Cllr David Elderton asked a question about heights and whether they could condition the housing planning application to reduce heights to not exceed more than two stories? Matthew Parry Davies replied that these would be considered at the reserved matters stage of any application. Cllr Denise Realey said that she lived near to Tranmere Rovers Football Club’s football ground (Prenton Park), she had heard councillors on the radio talking about it and what would be done with the money from the sale. She pointed out the five-mile distance from Birkenhead to Leasowe and didn’t think the benefits outweighed the problems.

Matthew Parry Davies replied that the National Planning Policy Framework didn’t require replacement facilities to be in the same ward or locality but just within the Borough.
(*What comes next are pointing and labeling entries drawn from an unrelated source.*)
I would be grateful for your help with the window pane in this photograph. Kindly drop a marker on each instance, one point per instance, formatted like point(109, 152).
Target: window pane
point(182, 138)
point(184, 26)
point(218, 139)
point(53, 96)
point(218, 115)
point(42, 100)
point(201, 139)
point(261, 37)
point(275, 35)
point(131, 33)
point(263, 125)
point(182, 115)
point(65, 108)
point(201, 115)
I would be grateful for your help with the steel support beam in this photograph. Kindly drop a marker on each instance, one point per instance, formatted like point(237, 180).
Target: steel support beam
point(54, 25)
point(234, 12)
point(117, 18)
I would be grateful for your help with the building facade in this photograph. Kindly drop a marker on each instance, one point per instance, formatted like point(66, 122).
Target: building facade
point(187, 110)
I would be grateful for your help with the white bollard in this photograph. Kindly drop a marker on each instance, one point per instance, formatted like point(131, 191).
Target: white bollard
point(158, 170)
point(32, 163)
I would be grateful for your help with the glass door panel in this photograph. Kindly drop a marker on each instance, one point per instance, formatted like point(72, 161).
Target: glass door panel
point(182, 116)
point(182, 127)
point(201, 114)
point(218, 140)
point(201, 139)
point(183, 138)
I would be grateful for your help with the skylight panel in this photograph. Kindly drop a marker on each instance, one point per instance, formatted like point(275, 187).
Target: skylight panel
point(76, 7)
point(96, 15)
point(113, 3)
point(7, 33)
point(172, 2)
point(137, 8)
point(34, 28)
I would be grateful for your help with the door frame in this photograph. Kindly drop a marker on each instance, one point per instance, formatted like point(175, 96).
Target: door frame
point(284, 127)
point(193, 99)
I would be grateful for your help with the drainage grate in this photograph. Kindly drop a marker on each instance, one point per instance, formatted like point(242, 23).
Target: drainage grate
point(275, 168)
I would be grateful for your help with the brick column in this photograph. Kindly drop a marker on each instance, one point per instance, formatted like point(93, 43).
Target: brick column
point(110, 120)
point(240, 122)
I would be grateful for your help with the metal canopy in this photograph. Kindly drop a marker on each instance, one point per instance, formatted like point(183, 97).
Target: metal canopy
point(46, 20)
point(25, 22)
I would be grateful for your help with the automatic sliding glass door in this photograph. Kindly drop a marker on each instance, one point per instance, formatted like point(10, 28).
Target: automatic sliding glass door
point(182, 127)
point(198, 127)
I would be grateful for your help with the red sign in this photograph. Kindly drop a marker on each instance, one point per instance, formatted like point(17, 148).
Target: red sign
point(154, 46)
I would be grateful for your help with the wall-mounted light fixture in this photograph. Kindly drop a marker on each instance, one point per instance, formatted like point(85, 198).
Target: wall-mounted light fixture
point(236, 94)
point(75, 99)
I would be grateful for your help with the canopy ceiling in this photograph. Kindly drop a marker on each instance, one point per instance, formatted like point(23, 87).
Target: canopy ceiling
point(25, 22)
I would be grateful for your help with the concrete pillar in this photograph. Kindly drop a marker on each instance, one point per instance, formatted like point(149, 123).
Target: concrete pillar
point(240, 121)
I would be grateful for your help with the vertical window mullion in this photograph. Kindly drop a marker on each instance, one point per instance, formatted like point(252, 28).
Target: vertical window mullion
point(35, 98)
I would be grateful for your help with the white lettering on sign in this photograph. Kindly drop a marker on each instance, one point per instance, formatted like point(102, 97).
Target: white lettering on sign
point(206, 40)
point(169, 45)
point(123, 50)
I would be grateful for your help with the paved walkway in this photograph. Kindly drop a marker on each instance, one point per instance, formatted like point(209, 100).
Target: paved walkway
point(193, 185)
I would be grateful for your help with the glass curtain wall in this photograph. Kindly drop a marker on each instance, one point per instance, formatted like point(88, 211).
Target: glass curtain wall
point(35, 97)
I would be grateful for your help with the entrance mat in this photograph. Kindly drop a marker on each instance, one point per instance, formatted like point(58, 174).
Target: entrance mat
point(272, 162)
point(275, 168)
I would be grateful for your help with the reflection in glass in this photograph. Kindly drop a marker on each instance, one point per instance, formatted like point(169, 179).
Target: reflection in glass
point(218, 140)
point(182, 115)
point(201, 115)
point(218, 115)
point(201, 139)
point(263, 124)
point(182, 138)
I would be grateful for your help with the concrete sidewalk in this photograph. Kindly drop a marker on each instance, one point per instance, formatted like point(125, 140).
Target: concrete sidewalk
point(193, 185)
The section 106 agreement would make sure money from the sale of the land would be placed into an account solely for the provision of a new training ground. He then answered a question about the Leasowe site and its public transport links.

Cllr Stuart Kelly stated that it was a departure to the development plan and ought to be refused unless the circumstances outweighed the loss. He referred to the loss off the recreation ground and the heritage issues. Cllr Kelly referred to the intentions of those that built the pavilion to provide sporting facilities for young people in Birkenhead. He didn’t think that having a training ground in Leasowe was a suitable replacement. Cllr Kelly wanted a replacement in Birkenhead and referred the loss of open recreation land in Leasowe and traffic issues.
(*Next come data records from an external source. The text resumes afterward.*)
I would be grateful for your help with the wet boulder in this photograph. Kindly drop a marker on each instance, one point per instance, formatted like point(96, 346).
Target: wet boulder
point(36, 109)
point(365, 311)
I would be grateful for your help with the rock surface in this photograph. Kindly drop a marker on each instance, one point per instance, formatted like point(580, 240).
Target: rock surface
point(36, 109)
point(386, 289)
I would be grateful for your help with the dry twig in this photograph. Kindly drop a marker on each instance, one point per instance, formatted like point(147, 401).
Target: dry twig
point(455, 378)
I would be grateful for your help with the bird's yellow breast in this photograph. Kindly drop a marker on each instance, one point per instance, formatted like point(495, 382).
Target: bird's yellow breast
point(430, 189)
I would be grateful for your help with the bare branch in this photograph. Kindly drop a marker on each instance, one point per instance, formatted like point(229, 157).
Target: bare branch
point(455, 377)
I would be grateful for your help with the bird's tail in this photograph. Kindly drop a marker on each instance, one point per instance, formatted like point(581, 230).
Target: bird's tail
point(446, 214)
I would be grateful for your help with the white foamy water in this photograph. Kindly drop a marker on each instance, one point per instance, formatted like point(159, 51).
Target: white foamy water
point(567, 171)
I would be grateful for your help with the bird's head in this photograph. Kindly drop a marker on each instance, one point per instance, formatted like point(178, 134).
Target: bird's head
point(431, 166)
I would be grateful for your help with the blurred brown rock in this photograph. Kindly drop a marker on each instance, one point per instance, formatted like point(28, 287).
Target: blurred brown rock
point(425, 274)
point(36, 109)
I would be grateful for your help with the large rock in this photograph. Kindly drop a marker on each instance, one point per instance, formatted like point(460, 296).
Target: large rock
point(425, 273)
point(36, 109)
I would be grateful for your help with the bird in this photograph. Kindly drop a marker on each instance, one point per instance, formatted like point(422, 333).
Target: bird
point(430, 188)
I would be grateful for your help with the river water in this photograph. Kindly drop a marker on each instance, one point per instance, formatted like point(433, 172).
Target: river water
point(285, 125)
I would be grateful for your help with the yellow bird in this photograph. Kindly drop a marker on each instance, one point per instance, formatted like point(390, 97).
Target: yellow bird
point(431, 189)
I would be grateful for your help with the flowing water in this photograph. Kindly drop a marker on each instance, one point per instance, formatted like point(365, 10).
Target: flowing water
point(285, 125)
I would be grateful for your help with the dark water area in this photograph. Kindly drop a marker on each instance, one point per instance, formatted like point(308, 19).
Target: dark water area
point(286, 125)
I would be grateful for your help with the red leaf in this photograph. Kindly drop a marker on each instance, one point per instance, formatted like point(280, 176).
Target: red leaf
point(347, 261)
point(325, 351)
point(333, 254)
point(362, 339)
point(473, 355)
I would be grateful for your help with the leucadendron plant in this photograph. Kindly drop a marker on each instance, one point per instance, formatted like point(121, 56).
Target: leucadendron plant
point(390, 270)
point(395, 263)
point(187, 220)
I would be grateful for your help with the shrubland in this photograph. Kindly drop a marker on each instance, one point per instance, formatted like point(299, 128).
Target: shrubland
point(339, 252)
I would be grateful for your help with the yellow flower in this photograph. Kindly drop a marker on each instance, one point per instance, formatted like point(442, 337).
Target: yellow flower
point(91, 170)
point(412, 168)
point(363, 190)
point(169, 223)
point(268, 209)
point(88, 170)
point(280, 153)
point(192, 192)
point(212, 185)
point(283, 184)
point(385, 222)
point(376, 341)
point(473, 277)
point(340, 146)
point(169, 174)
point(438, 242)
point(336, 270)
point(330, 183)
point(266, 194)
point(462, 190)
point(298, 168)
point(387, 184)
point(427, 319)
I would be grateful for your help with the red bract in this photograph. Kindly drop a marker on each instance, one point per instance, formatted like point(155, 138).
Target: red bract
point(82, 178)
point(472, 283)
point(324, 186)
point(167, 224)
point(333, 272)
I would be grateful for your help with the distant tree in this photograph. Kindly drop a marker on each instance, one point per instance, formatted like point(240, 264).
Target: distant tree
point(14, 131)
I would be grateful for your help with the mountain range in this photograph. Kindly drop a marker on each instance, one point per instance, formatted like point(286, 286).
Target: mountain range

Cllr Christine Spriggs talked about the passions and emotions about these applications. She suggested that Tranmere Rovers Football Club had a real and meaningful dialogue with Birkenhead Institute Old Boys. Cllr Spriggs went on to refer to the housing built on the former site of the Birkenhead Institute School.
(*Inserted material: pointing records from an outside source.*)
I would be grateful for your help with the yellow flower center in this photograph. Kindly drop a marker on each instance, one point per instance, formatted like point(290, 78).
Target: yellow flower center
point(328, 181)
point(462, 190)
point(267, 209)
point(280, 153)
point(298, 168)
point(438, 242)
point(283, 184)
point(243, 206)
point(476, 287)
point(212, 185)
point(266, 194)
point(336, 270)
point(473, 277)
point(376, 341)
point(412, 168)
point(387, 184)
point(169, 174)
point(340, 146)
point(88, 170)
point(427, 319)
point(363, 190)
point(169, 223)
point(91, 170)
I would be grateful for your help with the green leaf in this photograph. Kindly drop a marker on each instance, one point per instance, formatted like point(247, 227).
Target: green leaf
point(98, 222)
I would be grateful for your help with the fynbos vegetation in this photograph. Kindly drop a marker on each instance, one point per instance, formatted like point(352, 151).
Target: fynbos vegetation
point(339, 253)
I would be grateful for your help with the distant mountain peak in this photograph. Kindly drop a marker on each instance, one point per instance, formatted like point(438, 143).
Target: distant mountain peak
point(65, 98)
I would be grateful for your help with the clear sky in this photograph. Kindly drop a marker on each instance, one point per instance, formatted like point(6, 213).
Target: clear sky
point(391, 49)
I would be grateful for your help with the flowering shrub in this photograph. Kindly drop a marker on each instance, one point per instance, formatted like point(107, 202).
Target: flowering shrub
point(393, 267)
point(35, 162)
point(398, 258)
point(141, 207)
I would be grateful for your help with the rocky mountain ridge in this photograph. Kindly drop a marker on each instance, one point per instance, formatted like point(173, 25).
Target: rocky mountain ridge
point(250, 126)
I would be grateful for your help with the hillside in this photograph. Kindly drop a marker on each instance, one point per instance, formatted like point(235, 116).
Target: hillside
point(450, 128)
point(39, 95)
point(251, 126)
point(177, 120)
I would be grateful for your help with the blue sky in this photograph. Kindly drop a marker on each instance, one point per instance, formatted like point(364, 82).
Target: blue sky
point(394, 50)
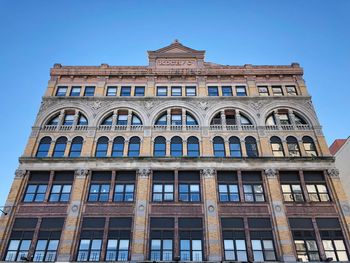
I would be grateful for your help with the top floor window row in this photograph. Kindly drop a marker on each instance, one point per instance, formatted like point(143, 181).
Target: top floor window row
point(225, 90)
point(277, 90)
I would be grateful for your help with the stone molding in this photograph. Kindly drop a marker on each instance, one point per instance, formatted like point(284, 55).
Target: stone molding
point(271, 172)
point(144, 172)
point(333, 172)
point(20, 173)
point(82, 172)
point(208, 172)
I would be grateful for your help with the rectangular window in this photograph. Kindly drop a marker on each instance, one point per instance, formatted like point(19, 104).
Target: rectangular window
point(226, 91)
point(61, 91)
point(304, 239)
point(68, 119)
point(234, 239)
point(161, 239)
point(263, 91)
point(125, 187)
point(48, 239)
point(228, 186)
point(122, 119)
point(316, 187)
point(191, 91)
point(91, 236)
point(189, 186)
point(277, 90)
point(213, 91)
point(125, 91)
point(291, 187)
point(112, 91)
point(37, 186)
point(291, 90)
point(332, 239)
point(75, 91)
point(252, 187)
point(89, 91)
point(99, 187)
point(162, 91)
point(176, 91)
point(163, 186)
point(119, 235)
point(61, 187)
point(262, 239)
point(139, 91)
point(241, 91)
point(191, 239)
point(20, 239)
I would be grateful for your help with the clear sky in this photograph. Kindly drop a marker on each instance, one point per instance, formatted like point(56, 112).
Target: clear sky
point(37, 34)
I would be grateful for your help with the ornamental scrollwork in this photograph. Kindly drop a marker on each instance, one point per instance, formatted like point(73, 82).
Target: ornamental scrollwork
point(333, 172)
point(20, 173)
point(144, 172)
point(82, 172)
point(270, 172)
point(208, 172)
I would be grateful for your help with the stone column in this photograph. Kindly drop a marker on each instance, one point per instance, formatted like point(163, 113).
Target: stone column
point(211, 216)
point(14, 197)
point(279, 217)
point(340, 199)
point(70, 235)
point(140, 233)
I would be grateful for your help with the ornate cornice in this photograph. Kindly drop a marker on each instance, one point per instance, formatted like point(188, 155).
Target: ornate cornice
point(208, 172)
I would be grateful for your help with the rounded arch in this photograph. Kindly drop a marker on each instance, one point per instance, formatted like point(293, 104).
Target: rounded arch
point(194, 113)
point(48, 114)
point(107, 117)
point(300, 116)
point(230, 111)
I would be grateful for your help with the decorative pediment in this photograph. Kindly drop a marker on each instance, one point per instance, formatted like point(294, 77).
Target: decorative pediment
point(176, 55)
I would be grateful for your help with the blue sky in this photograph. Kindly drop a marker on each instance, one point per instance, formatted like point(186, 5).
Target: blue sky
point(37, 34)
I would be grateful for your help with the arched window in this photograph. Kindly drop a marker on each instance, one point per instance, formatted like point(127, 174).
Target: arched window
point(162, 120)
point(134, 147)
point(82, 120)
point(118, 147)
point(159, 146)
point(276, 146)
point(235, 147)
point(251, 146)
point(219, 147)
point(101, 147)
point(293, 146)
point(176, 146)
point(190, 120)
point(309, 146)
point(193, 147)
point(135, 120)
point(54, 120)
point(108, 120)
point(60, 147)
point(76, 146)
point(44, 147)
point(299, 120)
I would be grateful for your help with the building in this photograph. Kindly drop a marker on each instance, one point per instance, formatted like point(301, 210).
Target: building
point(340, 149)
point(181, 160)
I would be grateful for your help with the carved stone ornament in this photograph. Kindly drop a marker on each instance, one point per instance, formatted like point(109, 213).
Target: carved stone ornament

The Chair asked a question about the fencing, to which the reply was that the five metre fence was to prevent balls leaving the training ground. Cllr Kelly also referred to the fence and asked if they could demonstrate special circumstances for the development? Cllr Daniel referred to the issue of social housing and was told that the viability assessment for social housing had been revised but that social housing wasn’t viable at the moment. The section 106 agreement would include a contribution to affordable housing if land values changed.

Cllr Brightmore asked if it was permitted development in the greenbelt? An officer replied that as it was for recreation or sport that this was an acceptable and appropriate use of the greenbelt.

The first vote was on agenda item 5 (the Solar Campus, Leasowe application). Cllr Kelly asked why they were having that vote first? Rosemary Lyons, legal adviser to the Planning Committee stated that they were dealing with item 5 first to enable them to make a reasoned decision on item 4 as the two were linked.

Cllr Kathryn Hodson proposed approval of item 5, seconded by Cllr Matt Daniel. Eight councillors voted for, five against so the application was approved.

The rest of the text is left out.